A mudança legislativa é feita, passa pelo Parlamento, viaja por Belém e ninguém levanta um único dedo até que Marques Mendes - um bom amigo aqui desta coluna - se pôs a ler o Diário da República, um hábito que ele tem desde os tempos do liceu, e descobriu a pólvora: então António Domingues, além da montanha de dinheiro que vai cobrar (30 mil euros brutos por mês, mais prémios), também estava dispensado de enviar a sacrossanta declaração ao Tribunal Constitucional? O escândalo ainda não parou de acontecer desde esse fatídico dia, mas António Domingues não arreda pé e não cede. E parte do governo, durante uma reunião do Conselho de Ministros, além da bancada parlamentar do PS, já começou a procurar espaço político para reduzir os danos na imagem do primeiro-ministro, inevitavelmente envolvido na confusão.

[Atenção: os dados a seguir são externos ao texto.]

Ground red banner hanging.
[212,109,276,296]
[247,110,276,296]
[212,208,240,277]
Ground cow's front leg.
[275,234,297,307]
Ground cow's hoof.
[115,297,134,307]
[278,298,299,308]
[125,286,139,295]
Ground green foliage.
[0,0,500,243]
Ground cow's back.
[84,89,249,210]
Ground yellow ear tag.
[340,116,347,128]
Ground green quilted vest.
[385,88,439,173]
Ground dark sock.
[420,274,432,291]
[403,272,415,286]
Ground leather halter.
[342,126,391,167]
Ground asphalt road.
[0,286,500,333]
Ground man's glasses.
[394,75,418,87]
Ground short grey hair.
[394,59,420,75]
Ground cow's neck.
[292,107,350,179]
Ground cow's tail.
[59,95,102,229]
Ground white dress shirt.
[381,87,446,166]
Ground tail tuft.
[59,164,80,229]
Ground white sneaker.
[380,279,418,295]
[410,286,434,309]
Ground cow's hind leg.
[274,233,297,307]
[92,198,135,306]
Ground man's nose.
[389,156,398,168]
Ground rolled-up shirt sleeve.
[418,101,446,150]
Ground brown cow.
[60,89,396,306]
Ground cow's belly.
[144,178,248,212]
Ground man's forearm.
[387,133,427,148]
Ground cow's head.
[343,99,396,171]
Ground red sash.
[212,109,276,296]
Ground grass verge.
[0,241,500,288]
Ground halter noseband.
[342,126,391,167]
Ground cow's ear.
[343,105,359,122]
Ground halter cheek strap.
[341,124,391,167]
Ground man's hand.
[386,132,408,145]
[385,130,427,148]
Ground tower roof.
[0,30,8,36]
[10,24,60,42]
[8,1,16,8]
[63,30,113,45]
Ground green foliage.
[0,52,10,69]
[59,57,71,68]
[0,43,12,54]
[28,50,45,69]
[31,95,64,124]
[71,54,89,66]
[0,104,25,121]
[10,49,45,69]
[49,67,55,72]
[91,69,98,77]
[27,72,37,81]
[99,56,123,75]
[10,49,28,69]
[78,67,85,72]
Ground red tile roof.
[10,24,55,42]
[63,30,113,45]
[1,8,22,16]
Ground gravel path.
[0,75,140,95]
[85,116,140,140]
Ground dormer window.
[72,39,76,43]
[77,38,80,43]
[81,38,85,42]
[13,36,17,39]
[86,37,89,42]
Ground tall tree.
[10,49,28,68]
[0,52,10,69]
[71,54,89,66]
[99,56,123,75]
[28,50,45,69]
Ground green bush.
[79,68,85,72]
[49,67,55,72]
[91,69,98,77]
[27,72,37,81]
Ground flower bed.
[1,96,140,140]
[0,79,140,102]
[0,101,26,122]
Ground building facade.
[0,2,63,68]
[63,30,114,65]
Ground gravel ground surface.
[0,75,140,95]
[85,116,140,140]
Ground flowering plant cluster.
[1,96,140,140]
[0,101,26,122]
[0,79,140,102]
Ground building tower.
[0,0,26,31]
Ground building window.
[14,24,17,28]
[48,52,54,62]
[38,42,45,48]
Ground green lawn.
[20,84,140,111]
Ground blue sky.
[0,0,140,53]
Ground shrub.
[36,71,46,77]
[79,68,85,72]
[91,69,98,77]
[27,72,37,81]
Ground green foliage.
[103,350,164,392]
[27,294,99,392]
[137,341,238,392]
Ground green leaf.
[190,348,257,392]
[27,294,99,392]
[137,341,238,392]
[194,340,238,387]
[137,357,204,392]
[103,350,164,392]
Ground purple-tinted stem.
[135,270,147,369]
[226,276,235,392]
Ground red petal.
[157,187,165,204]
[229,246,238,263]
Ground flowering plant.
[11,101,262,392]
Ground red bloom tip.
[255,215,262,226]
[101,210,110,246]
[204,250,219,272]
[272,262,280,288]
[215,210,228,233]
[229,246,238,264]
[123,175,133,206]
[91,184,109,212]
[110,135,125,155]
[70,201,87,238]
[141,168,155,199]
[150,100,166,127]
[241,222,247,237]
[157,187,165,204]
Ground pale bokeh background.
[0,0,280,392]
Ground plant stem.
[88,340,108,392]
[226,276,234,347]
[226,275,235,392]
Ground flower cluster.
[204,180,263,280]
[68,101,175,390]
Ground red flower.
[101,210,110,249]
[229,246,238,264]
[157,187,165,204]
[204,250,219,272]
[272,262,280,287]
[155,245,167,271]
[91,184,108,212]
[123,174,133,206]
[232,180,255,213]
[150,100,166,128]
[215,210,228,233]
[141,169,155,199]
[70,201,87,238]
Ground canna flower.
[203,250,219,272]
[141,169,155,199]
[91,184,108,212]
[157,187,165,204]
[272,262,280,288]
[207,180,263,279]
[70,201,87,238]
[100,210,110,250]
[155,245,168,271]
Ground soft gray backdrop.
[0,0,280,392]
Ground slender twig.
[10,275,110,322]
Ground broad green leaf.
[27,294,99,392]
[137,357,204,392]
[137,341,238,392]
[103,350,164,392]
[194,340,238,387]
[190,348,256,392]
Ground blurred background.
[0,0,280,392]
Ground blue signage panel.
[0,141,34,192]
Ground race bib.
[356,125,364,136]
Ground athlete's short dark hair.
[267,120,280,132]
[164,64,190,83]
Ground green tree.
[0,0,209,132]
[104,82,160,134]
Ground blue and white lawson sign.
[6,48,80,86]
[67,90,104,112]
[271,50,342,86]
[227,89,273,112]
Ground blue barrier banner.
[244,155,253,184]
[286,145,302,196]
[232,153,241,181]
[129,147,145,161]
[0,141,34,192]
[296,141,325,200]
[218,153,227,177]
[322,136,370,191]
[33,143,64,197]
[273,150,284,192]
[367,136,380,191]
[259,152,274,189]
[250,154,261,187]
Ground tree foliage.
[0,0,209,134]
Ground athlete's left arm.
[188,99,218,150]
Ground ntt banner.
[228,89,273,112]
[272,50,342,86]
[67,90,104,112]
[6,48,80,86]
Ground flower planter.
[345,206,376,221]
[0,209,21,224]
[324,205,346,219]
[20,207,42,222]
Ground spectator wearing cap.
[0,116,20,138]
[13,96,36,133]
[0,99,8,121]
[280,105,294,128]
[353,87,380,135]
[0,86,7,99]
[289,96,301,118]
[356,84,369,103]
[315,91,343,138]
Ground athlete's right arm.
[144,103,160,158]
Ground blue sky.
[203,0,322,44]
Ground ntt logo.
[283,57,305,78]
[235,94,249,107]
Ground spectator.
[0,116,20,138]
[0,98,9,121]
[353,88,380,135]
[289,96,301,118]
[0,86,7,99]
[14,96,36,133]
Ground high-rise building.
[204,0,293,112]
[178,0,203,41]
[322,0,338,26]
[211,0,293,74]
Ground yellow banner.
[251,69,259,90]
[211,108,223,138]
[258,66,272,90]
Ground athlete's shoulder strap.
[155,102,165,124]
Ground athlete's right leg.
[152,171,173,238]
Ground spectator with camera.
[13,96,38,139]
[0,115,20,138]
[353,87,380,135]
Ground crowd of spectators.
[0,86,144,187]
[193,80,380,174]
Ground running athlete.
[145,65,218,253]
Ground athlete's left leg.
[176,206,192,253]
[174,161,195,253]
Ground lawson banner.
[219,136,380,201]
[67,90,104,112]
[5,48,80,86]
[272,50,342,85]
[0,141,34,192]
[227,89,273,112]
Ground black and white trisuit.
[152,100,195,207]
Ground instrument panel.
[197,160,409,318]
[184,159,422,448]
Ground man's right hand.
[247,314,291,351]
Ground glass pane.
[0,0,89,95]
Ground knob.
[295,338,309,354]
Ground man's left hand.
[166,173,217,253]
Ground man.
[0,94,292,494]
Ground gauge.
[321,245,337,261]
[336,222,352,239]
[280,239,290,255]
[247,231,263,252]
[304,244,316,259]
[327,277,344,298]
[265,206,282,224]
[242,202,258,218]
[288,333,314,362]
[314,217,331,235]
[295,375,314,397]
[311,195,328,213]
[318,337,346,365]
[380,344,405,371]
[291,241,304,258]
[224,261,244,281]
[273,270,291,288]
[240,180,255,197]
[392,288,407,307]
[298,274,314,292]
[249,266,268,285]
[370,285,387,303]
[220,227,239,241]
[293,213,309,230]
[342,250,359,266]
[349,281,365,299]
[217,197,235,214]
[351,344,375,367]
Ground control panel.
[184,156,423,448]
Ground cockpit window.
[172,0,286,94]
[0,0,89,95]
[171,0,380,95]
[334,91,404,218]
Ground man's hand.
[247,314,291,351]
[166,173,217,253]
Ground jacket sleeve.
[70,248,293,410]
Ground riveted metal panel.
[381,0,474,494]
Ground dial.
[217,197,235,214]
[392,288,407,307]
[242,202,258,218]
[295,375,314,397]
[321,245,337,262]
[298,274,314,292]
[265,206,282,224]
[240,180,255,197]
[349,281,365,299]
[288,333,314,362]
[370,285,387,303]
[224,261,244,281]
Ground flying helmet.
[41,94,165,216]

A substituição de António Domingues, se ele entretanto não mudar de opinião - o que pode sempre acontecer, embora pareça de todo improvável -, é então uma questão de tempo e de oportunidade. Talvez a notícia se torne pública a meio de um jogo de futebol ou de um disparate dito por Donald Trump e assim dê um pouco menos nas vistas.
O pior disto tudo é que Portugal funciona assim. Mudam-se as leis, as leis são aprovadas e fiscalizadas mas não excluem outras que se sobrepõe e cruzam, e de repente está montada a maior das confusões no maior banco público. Entre a inflexibilidade de António Domingues, a inexperiência política de Mário Centeno e o oportunismo tosco recheado de demagogia que prospera pelo país, não sei bem como acabará esta história. Provavelmente como uma oportunidade perdida. Certamente como um espelho fiel do Portugal que ainda somos.